GS-III: Industry and Infrastructure (Industrial Policy and Indigenization of Production and Technology, Government policies and Interventions)
Dimensions of the Article:
- Why are semiconductor chips important?
- Why are there shortages?
- What is the impact of the chip famine?
- Indian electronics sector
Why are semiconductor chips important?
- The number of transistors mounted in IC circuit chips has doubled every two years.
- Notably, the increase in chip consumption over the last decade is also partly attributable to the rising contribution of electronic components in a car’s bill of materials.
- Electronic parts and components today account for 40% of the cost of a new internal combustion engine car, up from less than 20% two decades ago. Chips account for a bulk of this increase.
Why are there shortages?
- The stay-at-home shift: This pushed chip demand beyond levels projected before the pandemic. Lockdowns spurred growth in sales of laptops to the highest in a decade. Sales also jumped for home appliances, from TVs to air purifiers, that now come with customized chips.
- Fluctuating forecasts: Automakers that cut back drastically early in the pandemic underestimated how quickly car sales would rebound.
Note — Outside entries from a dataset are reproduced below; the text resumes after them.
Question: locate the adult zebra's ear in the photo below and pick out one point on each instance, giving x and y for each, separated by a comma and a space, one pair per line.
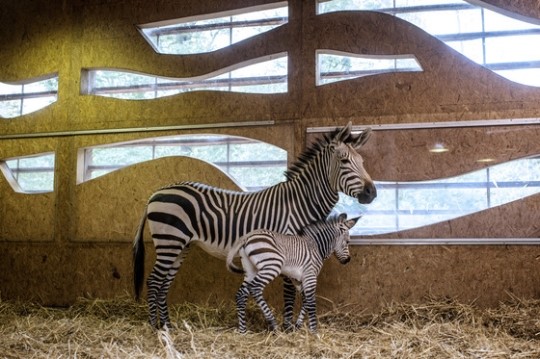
362, 138
352, 222
344, 134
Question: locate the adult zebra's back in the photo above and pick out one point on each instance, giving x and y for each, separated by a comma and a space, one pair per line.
184, 213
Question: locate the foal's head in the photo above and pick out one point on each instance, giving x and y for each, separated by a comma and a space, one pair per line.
342, 238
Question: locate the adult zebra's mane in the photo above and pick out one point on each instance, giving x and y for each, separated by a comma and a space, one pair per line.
317, 226
312, 152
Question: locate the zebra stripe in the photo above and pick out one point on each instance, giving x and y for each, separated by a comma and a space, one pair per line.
182, 213
267, 254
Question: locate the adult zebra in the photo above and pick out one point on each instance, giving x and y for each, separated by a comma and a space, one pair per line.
186, 213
They rushed to re-up orders late in 2020, only to get turned away because chipmakers were stretched supplying computing and smartphone giants like Apple Inc.
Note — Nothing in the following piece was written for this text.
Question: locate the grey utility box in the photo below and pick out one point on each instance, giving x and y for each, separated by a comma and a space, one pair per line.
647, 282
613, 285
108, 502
- Stockpiling: PC makers began warning about tight supplies early in 2020 and then around the middle of 2020 – they began building up inventory to ensure it could survive U.S. sanctions that were set to cut it off from its primary suppliers.
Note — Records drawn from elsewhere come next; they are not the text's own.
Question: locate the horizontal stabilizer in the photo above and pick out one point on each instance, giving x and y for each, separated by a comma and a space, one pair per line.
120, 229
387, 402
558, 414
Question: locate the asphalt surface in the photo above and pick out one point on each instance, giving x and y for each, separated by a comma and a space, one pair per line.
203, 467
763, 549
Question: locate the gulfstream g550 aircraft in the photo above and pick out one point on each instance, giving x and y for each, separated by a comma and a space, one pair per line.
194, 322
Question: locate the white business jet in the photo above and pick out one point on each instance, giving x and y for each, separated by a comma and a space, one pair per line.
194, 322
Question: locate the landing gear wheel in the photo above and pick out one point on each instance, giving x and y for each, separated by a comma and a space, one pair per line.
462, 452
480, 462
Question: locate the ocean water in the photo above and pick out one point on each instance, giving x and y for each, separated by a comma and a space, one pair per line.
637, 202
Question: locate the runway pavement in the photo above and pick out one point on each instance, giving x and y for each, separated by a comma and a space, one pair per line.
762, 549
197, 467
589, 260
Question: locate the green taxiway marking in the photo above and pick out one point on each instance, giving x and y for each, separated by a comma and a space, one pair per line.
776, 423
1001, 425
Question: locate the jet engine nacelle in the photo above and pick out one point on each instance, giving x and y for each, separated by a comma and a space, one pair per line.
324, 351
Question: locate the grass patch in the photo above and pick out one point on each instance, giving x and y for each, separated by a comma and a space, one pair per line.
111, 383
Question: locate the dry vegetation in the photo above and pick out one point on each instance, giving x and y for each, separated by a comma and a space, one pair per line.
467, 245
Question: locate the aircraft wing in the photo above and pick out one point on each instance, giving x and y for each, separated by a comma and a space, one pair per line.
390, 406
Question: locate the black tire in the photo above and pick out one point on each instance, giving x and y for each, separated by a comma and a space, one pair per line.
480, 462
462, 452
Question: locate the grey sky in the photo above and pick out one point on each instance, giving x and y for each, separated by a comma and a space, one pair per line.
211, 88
What is the impact of the chip famine?
- Consumers of semiconductor chips, which are mainly car manufacturers and consumer electronics manufactures, have not been receiving enough of this crucial input to continue production.
- Chip shortage is measured in chip lead time, which is the gap between when a chip is ordered and when it is delivered.
- With just-in-time deliveries, carmakers typically kept low inventory holdings and relied on an electronics industry supply chain to feed production lines as per demand. There were two reasons for this: a steady decline in input prices and improvements in the processing power of chips.
Indian electronics sector
- The Indian electronics sector is tremendously growing with the demand expected to cross USD 400 billion by 2023-24.
- Domestic production has grown from USD 29 billion in 2014-15 to nearly USD 70 billion in 2019-20 (Compounded Annual Growth Rate of 25%).
- Despite the impressive growth of electronic production in India, the net value added by production units is very low. The net value addition ranges between 5% and 15%, as most components are imported rather than locally sourced.
- In the era of global supply chains, the value addition at the final stages of production is very low, especially in electronics because the more complicated processes, involving greater value addition, occur prior to assembly, in ‘upstream’ industries.
- Currently, these imports nearly constitute 80% of these components, with approximately 67% of the imports coming from China alone.
- In the absence of foundries (semiconductor fabrication plants where microchips are produced), India has to rely on foreign contractors to produce microchips. – [There are about 170 commercial foundries globally but India does not have a single one.]
- Chip manufacturers like Intel, TSMC and Samsung choose other countries instead of India citing uncertain domestic demand and poor cost efficiencies here.